Smartphone cameras can keep track of the amount of oxygen in your blood

SEATTLE — A smartphone’s camera could soon help measure the amount of oxygen in your blood, according to new research.

Researchers from the University of Washington say the technology involves placing a finger over the camera and flash. Artificial intelligence (AI) deciphers levels from flow patterns in the resulting video.

The technique could spot early signs of dangerous drops in oxygen levels among COVID patients and predict asthma attacks before they occur. Our bodies need 95 percent “oxygen saturation.” Respiratory diseases can cause this to drop below 90 percent, leading to the need for inhalation tubes or oxygen masks.

The study finds the device was accurate 80 percent of the time when researchers used a chemical cocktail to bring quantities down in young volunteers.

“Other smartphone apps that do this were developed by asking people to hold their breath. But people get very uncomfortable and have to breathe after a minute or so, and that’s before their blood-oxygen levels have gone down far enough to represent the full range of clinically relevant data,” says co-lead author Jason Hoffman, a UW doctoral student in the Paul G. Allen School of Computer Science & Engineering, in a media release.

“With our test, we’re able to gather 15 minutes of data from each subject. Our data shows that smartphones could work well right in the critical threshold range.”

‘Information could be seamlessly transmitted to a doctor’s office’

When we breath in our lungs fill with oxygen. It’s transported to other organs by red blood cells — providing an indication of fitness and heart health.

Viruses and allergies impair oxygen absorption. In a clinic, monitors called pulse oximeters — clips placed over a fingertip or ear — help measure this.

A smartphone would be much more effective, as “almost everyone has one,” according to the team in Seattle.

Smartphone vs. pulse oximeters
One way to measure oxygen saturation is to use pulse oximeters — those little clips you put over your fingertip (some shown here in gray and blue). In a proof-of-principle study, University of Washington and University of California San Diego researchers have shown that smartphones are capable of detecting blood oxygen saturation levels in a comparable range to the standalone clips. The technique involves having participants place their finger over the camera and flash of a smartphone. (Credit: Dennis Wise/University of Washington)

“This way you could have multiple measurements with your own device at either no cost or low cost,” says co-author Dr. Matthew Thompson, professor of family medicine in the UW School of Medicine.

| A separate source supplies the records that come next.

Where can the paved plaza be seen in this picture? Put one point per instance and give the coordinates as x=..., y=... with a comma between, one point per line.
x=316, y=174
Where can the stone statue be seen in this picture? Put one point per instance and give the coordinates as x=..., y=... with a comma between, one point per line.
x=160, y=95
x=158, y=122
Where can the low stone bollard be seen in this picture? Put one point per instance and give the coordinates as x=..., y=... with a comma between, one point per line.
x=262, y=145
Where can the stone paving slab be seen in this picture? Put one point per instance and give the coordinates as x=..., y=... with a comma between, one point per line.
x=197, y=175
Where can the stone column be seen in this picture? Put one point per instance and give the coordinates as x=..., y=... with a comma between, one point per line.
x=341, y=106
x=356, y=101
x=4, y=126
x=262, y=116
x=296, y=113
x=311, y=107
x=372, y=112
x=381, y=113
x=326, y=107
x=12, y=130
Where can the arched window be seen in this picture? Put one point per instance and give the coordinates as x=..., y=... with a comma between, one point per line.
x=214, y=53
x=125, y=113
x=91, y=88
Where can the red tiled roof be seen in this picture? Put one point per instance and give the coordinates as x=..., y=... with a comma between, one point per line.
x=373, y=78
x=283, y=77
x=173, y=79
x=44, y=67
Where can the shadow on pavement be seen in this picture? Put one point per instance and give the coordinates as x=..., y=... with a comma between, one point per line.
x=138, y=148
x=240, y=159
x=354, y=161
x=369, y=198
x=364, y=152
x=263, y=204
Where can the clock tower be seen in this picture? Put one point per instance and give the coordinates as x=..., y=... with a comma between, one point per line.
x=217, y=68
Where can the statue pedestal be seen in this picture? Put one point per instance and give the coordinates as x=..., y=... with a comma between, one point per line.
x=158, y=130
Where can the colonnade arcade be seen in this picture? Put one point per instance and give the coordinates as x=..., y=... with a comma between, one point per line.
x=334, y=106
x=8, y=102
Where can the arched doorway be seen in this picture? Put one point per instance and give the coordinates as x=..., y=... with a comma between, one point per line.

“In an ideal world, this information could be seamlessly transmitted to a doctor’s office. This would be really beneficial for telemedicine appointments or for triage nurses to be able to quickly determine whether patients need to go to the emergency department or if they can continue to rest at home and make an appointment with their primary care provider later.”

People could keep an eye on COVID symptoms, for example, “multiple times a day,” the researchers explain.

Complex readings in the palm of your hand

The study found smartphones are capable of detecting oxygen levels down to 70 percent, the lowest value pulse oximeters should be able to measure. The team trained a computer neural network, or deep learning algorithm, to measure oxygen levels among six participants between 20 to 34 years-old.

They used a smartphone while wearing a standard pulse oximeter on one finger at the same time.

“The camera is recording a video: Every time your heart beats, fresh blood flows through the part illuminated by the flash,” explains senior author Edward Wang.

The camera records how much that blood absorbs the light from the flash in each of the three color channels it measures: red, green and blue,” adds Wang, who also directs the UC San Diego DigiHealth Lab. “Then we can feed those intensity measurements into our deep-learning model.”

Each person breathed in a controlled mixture, which included nitrogen, to slowly reduce oxygen.

The process took about 15 minutes. Study authors acquired more than 10,000 readings, all between 61 and 100 percent. The algorithm now needs testing on more people.

“One of our subjects had thick calluses on their fingers, which made it harder for our algorithm to accurately determine their blood oxygen levels,” Hoffman says.

“If we were to expand this study to more subjects, we would likely see more people with calluses and more people with different skin tones. Then we could potentially have an algorithm with enough complexity to be able to better model all these differences.”

The study, published in the journal npj Digital Medicine, is a good first step toward developing biomedical devices that work with machine learning to produce better results.

“It’s so important to do a study like this,” Wang concludes.

“Traditional medical devices go through rigorous testing. But computer science research is still just starting to dig its teeth into using machine learning for biomedical device development and we’re all still learning. By forcing ourselves to be rigorous, we’re forcing ourselves to learn how to do things right.”

South West News Service writer Mark Waghorn contributed to this report.